A wide entry ran from the Barracks to the street. At the top of the entry Charlie Bagley was now leaning on the wall sunning himself and talking to his brother-in-law Fred Wells and Frank Trotter, Christine’s father. The three men wore their summer suits; their only suits. They had come out to leave their wives to prepare dinner and to wait for opening time. The pubs would be open a half hour earlier today. Fred asked a passer by the time and with relief the men headed towards the Guildford Arms on the corner. They would stagger back mid afternoon and if they were capable would eat the dinner that was by then drying out in the oven.
John and Duncan would have eaten their dinner and Duncan would be back climbing the tree. John would be dressed in his best clothes waiting while is parents were getting ready to go to visit Aunt Jean and Uncle Sid.

John parked and sat looking at the houses. He got out of the car and stood on the pavement. It was too warm for his jacket but he kept it on; he didn’t want to leave it on view in his car. He could hear music and an occasional shout coming from open widows of the houses and somewhere a motorcycle starting up. There was no one in the street although it was mid morning and no one was at work this Monday. The houses had been built about fifteen years before but already looked in need of renovation. The layout of the street was unfamiliar to him now but he knew he was near by working out the distance from the corner. Just past where he had parked, part of the street was set back and contained a row of garages. He walked over toward them and found an opening which led to a children’s play area behind the houses. There was a metal climbing frame and various brick and concrete blocks forming a semi circle; some covered with graffiti, some chipped. There were no children around. One of the blocks was cylindrical with a wooden centre. When John came close to it he realised that the wooden centre was a tree stump about two feet high. He could see that originally it had had been given a smooth top but now it was rough and broken. There were scorch marks suggesting that there had been attempts to set it alight. A few feet from the tree stump John could see the crumbling concrete wall that formed the back of the garages. He looked over to were the big gates had been, where Christine Trotter had played with her dolls and where and the children whose names he couldn’t remember had kicked their ball.


Kiwi Brummie Admin' Team
:angel: Michael what a great story, I too was there.
That Christine with the dolls could have easily been me 50 years ago, watching Danny Jones and Dennis Hessin playing Cowboys and Indians.

Chris :angel:

John Young

master brummie
Well Done Michael O0

So you went back around Farm Street then, the "Lane" to Villa Road 8)

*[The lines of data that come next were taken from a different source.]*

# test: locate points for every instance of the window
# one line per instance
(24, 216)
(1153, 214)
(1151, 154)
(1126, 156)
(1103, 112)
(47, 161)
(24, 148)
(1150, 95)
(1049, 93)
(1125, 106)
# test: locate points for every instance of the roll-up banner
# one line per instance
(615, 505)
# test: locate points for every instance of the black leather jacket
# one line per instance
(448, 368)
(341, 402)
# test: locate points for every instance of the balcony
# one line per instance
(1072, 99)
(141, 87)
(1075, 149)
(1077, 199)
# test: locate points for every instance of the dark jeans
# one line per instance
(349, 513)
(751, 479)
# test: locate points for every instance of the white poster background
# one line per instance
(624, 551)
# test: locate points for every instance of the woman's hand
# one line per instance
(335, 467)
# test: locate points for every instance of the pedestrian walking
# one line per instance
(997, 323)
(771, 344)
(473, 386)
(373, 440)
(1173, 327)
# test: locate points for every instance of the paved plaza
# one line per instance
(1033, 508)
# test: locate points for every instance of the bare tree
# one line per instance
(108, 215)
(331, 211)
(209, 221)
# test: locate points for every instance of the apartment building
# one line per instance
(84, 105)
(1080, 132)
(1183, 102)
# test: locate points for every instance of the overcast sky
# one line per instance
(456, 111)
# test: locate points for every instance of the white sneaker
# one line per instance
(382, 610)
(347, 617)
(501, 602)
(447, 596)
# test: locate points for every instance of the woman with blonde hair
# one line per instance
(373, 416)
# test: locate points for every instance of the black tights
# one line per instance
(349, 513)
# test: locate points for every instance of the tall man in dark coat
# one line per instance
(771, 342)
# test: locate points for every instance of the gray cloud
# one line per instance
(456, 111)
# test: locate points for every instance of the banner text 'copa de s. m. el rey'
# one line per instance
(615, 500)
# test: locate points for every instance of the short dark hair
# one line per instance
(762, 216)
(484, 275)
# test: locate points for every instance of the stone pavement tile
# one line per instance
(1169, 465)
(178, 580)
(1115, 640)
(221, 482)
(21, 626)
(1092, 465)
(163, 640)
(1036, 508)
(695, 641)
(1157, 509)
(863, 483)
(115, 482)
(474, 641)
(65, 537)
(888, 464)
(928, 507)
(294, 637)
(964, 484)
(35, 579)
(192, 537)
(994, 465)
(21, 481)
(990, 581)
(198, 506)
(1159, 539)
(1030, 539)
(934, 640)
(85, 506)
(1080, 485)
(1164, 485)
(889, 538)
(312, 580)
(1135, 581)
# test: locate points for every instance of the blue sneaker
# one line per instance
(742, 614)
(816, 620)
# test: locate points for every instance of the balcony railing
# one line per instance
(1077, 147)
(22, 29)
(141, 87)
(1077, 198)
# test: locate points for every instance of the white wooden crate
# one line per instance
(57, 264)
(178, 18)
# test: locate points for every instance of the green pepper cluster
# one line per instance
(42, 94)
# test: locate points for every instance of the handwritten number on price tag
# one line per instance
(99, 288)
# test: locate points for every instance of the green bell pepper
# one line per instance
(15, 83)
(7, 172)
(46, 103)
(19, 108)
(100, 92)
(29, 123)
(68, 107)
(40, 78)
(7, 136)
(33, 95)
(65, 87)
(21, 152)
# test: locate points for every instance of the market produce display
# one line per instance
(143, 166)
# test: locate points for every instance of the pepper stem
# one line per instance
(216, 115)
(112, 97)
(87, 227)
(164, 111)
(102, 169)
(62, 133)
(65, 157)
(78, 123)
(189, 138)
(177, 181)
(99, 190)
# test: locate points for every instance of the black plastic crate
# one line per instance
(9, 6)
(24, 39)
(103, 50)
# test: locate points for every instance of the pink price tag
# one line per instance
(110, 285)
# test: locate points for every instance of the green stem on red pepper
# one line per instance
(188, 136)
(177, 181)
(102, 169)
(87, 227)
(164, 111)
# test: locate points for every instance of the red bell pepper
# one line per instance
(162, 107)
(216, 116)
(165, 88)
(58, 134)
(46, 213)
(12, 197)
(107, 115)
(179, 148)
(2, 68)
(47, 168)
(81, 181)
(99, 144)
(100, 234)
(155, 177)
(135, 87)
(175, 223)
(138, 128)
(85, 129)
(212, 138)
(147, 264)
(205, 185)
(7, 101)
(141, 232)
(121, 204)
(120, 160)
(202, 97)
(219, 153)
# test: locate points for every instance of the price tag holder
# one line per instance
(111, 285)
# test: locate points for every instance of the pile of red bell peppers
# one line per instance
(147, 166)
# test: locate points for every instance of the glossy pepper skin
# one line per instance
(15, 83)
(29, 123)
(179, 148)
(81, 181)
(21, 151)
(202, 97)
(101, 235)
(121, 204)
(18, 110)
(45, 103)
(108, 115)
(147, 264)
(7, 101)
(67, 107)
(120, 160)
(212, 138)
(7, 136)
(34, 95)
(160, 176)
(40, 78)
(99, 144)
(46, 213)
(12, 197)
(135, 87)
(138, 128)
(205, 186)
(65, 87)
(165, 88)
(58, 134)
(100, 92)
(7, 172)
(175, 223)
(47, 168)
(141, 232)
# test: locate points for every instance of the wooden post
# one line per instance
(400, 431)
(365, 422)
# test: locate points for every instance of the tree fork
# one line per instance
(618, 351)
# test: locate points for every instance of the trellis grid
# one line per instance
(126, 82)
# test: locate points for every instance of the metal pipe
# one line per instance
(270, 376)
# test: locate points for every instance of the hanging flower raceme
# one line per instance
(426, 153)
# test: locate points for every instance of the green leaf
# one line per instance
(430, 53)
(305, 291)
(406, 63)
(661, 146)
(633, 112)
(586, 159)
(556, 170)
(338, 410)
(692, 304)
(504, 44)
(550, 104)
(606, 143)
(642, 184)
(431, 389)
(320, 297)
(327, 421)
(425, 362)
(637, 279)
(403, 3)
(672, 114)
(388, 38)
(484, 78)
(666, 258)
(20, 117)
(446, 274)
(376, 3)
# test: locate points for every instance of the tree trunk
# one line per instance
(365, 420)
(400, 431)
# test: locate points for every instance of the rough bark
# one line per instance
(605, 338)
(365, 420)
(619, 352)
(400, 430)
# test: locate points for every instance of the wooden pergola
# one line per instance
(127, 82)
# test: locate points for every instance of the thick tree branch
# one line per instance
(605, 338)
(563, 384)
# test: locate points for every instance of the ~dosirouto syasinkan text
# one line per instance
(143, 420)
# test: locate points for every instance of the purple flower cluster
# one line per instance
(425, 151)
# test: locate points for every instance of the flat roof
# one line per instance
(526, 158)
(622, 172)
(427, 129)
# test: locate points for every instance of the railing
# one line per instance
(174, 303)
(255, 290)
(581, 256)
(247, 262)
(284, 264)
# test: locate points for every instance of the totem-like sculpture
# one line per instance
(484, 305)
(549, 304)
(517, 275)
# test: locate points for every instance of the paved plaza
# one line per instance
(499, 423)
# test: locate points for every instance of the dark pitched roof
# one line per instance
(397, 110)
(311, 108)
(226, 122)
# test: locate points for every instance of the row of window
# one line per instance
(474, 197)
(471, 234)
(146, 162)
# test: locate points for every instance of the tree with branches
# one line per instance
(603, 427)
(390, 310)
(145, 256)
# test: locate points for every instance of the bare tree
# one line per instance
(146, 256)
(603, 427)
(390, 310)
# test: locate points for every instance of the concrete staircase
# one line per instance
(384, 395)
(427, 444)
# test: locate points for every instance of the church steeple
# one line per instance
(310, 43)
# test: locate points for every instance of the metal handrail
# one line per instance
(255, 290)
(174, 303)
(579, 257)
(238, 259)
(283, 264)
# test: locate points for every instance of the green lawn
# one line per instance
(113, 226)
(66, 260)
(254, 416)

Thanks for taking me "Back with You",,,, cheers John :coolsmiley:


Yeah me definitely with my dolls too! Great story - keep them coming!

Robert Harrison

Loved it. Choice of words and phrazing, quite professional.



Michael just re-read your story and saw the Hallelujah I'm a Bum reference. My dad used to sing that to me in the 50's. It was a popular song with the unemployed men in Australia and USA apparently. I've posted about it before on forum I think - we used to think it was very rude "bum".